Starting material was recovered.

Exposure of 14 to the NaH-promoted 5-exo-dig cyclization produced mixtures possessing endo- and exocyclic double bonds. For example, imidazolin-2-ones 15a and 16a were isolated as isomeric mixtures in 69% yield. Although either Z or E geometry were possible for 15, a through-space interaction between the vinyl proton and the methylene of imidazolidinone 15c in a 2D NOESY experiment revealed an exclusive exocyclic Z double bond geometry. Acid cleavage of the tert-butyl ester promoted double bond migration inside the five-membered ring to furnish 17a (Scheme 3).25

In the NaH-promoted 5-exo-dig cyclization, the fluorine p-substituent was well tolerated and gave 15c in 64% yield (Table 2).
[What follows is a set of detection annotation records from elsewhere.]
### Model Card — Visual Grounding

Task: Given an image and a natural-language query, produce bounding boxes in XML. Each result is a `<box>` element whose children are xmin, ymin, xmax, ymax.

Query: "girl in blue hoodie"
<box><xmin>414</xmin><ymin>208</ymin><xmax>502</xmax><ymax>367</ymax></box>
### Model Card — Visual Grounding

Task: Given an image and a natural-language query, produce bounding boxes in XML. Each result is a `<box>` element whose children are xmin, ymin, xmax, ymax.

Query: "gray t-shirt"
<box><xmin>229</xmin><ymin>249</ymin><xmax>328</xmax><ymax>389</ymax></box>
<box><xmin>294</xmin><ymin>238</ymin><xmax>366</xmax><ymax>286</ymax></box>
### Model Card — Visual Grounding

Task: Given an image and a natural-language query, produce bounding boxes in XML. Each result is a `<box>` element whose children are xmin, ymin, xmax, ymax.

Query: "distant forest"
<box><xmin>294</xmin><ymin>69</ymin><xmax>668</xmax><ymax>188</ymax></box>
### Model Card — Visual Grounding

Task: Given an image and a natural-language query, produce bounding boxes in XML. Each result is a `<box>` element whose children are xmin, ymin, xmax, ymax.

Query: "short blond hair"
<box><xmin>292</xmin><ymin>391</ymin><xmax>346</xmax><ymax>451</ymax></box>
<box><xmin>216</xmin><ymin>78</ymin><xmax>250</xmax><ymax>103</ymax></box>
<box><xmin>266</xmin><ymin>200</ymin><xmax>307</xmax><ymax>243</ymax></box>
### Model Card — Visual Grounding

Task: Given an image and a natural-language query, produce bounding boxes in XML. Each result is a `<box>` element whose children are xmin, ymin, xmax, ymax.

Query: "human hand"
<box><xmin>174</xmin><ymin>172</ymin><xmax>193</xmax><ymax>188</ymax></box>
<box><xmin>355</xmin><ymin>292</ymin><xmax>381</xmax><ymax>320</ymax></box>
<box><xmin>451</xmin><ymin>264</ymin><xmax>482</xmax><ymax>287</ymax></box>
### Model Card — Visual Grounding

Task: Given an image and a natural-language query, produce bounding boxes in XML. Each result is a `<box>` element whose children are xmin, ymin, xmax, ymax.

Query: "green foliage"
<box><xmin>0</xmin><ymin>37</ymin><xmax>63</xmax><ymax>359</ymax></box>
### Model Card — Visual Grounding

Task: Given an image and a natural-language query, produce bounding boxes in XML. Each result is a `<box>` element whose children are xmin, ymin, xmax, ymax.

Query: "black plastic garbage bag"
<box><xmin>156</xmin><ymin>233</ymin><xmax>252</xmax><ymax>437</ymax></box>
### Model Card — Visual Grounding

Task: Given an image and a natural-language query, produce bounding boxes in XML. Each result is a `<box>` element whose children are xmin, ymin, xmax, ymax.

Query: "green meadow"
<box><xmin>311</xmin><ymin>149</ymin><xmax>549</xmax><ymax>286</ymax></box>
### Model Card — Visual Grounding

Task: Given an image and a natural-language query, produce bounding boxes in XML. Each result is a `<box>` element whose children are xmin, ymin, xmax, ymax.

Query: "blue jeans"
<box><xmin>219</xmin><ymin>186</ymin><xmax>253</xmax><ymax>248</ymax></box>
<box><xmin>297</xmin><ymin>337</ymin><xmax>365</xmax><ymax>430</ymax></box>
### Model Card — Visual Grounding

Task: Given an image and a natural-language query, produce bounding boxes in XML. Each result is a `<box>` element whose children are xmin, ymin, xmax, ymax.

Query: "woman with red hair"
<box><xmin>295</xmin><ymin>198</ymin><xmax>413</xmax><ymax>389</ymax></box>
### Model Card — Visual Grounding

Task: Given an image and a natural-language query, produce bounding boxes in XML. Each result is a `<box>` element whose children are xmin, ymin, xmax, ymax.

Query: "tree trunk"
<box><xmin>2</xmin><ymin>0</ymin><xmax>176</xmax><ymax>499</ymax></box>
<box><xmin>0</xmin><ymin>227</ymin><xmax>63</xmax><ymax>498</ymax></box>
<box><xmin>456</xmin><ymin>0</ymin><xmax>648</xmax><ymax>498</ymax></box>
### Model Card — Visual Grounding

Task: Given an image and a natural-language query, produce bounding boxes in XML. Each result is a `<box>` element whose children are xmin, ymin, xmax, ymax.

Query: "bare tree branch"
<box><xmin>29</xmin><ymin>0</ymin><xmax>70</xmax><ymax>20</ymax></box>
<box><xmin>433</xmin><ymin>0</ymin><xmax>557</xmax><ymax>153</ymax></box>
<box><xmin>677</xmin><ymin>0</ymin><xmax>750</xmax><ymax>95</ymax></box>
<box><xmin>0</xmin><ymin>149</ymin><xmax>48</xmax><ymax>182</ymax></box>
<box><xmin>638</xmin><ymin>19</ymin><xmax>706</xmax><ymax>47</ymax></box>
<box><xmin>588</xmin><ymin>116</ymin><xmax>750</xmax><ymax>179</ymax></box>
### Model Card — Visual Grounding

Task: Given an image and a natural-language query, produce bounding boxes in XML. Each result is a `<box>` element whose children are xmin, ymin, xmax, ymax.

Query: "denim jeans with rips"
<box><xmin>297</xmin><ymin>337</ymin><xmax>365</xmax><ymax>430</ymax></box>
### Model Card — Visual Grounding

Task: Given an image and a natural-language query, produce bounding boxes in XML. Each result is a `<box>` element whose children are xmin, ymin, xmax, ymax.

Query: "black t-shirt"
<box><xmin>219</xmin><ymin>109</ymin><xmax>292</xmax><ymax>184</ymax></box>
Substrates 14 with electron-withdrawing substituents (i.e., trifluoromethyl) reacted rapidly giving complete consumption of the starting material, albeit with lower yields due to decomposition. In contrast, electron-rich aza-p-methoxyphenylpropargylglycinamide 14b afforded N-amino-imidazolin-2-one 15b in only 10% yield with recovered starting material. Imidazolyl alkyne 14g failed to react and was exclusively recouped. In contrast, N-Boc-3-indolyl alkyne 14f underwent base-promoted cyclization to afford constrained tryptophan mimic imidazolin-2-one 15f in 40% yield with recovered starting material.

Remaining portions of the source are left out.